My seminar is not an introduction to the ins and outs of academic publication. Instead, we will focus on the day-to-day problem of protecting one’s writing process, both in space and time, from disruptions that arise from other, equally (but not more) important aspects of academic life. Academics must find time to do many things in the course of a given week, and one of these must be writing if they are to succeed.
My suggestion is to plan two or three specific writing projects (e.g., applications, papers, chapters, or popular essays) with a good sense of how they are to develop over a 17-week period, i.e., roughly an academic semester. And I present a simple template for thinking about your available resources and desired outcomes.

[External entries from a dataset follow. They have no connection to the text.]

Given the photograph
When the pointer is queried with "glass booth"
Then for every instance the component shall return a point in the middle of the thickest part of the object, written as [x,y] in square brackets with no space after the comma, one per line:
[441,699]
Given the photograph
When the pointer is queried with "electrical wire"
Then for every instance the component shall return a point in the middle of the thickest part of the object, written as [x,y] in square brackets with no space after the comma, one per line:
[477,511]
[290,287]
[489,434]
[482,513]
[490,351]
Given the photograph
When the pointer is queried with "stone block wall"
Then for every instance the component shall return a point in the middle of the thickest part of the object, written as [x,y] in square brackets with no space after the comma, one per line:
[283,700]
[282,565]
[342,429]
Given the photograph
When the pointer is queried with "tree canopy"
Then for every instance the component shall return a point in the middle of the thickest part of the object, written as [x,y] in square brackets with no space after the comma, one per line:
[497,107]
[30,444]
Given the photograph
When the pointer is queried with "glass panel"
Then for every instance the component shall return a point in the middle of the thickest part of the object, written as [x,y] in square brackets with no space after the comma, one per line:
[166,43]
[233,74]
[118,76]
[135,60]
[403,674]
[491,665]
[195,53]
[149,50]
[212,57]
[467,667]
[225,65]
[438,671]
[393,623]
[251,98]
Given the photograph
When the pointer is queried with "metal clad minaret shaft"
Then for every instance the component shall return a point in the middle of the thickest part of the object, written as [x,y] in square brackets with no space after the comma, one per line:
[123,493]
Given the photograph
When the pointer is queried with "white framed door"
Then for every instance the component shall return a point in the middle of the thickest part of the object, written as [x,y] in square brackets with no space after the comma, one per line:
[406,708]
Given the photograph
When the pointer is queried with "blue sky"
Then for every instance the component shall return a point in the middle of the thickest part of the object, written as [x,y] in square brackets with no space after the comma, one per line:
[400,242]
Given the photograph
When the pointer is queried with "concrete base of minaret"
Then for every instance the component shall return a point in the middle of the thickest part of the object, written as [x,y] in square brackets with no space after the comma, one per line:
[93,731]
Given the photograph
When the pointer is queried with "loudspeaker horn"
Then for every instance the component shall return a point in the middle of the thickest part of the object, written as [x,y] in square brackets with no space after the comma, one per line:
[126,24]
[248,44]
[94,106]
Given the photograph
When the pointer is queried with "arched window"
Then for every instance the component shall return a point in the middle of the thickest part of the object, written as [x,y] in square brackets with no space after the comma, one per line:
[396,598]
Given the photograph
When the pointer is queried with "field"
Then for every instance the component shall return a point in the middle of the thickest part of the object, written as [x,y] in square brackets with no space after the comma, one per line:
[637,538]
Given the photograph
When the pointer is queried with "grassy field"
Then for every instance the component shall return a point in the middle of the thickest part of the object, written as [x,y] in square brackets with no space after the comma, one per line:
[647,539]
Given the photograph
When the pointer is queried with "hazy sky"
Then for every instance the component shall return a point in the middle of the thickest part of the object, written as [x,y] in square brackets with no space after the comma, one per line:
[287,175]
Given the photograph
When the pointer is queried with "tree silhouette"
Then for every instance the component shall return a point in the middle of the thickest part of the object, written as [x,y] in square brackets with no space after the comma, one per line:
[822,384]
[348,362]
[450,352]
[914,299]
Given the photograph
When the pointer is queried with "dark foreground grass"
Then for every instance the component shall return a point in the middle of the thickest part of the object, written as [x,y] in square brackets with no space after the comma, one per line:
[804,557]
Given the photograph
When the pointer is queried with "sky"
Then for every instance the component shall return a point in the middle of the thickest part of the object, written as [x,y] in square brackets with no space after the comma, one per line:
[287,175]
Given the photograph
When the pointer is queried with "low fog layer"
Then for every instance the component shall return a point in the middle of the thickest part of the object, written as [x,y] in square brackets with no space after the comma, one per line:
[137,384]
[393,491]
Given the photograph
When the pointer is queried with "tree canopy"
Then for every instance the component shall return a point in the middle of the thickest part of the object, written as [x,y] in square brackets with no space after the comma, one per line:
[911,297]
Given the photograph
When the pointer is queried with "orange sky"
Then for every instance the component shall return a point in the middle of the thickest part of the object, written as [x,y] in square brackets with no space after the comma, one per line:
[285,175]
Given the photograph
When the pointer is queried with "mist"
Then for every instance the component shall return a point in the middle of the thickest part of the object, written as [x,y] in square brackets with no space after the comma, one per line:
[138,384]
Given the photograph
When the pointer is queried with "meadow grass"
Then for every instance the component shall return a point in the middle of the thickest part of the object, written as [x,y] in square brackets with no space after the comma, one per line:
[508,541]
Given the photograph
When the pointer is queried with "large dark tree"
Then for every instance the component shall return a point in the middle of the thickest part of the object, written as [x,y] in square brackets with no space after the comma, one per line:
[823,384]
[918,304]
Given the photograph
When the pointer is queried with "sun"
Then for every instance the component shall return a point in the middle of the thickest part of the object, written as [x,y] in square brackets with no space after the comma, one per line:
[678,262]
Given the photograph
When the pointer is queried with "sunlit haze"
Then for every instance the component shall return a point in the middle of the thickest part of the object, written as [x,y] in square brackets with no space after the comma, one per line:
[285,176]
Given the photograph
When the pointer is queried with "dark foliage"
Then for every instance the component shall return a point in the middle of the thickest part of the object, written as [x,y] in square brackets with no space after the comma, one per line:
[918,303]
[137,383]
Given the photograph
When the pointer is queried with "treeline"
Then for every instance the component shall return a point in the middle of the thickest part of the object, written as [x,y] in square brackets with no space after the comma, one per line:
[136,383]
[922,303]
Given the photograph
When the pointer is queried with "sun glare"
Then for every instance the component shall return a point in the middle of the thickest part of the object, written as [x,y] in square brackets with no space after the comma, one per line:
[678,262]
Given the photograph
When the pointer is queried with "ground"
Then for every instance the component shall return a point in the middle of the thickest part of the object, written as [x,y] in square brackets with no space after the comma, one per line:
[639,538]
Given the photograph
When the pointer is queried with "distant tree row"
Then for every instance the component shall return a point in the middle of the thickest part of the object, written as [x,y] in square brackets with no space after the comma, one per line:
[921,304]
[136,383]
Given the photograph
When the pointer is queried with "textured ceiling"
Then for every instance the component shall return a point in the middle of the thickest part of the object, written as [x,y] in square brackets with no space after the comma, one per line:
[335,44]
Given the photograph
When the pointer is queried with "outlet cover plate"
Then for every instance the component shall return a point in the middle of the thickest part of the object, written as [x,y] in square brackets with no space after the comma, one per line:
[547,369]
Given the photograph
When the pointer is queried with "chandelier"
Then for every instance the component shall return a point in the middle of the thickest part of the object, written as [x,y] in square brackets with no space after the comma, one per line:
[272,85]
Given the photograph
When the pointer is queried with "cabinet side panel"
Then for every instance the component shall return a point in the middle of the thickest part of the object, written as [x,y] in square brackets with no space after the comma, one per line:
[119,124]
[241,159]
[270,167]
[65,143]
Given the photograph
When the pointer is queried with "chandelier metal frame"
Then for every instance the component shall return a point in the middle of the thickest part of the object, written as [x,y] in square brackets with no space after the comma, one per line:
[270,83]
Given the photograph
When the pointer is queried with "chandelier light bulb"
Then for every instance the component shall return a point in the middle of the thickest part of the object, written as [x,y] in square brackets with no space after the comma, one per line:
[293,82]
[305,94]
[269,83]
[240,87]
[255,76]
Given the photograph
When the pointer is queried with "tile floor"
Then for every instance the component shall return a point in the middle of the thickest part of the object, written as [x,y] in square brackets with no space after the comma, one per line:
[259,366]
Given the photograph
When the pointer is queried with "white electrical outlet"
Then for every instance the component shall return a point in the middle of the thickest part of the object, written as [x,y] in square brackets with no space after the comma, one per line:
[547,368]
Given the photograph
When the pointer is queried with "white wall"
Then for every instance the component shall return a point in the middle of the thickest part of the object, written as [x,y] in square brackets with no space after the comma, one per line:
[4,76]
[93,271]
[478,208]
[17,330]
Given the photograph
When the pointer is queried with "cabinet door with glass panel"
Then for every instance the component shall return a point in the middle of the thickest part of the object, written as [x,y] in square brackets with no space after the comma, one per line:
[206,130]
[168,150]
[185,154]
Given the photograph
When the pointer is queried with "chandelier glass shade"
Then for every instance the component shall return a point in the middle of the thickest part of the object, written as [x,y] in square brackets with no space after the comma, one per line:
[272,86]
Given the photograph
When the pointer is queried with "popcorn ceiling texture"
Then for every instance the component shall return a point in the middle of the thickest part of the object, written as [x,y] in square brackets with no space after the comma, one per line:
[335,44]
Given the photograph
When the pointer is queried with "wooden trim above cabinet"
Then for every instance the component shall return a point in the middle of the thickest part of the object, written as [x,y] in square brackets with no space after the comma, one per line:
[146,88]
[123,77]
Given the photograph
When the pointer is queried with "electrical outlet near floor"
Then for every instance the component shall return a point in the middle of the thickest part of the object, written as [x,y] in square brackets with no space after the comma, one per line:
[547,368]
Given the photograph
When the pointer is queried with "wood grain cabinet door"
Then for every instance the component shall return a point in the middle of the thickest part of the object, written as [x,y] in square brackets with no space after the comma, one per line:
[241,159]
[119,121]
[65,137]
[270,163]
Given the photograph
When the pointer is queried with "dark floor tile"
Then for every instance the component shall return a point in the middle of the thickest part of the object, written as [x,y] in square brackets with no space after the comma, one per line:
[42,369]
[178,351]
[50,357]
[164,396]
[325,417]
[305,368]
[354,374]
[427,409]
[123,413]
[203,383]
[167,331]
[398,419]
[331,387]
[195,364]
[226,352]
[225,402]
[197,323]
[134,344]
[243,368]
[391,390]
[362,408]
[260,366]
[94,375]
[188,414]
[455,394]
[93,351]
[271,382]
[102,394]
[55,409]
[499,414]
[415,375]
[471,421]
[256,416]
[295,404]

Like the imposition of any structured process on an inchoate ambition to produce something, much of the benefit comes from a kind of “Hawthorne effect”. The mere act of paying attention to your writing process in an attempt to improve it is likely itself to increase your productivity. But the most important reason to structure your writing process explicitly is that provides a better platform for learning what writing is. It offers insight into how long it takes you to write particular kinds of texts and will let you see how long it takes you to make a particular kind of progress on a particular dimension of writing (e.g., abstracting, outlining, drafting, editing, or proofreading).
As with business processes in organizations, reengineering your writing process is a way to develop a realistic image of yourself as a writer. The sooner you see this image, the happier you will be in academic life.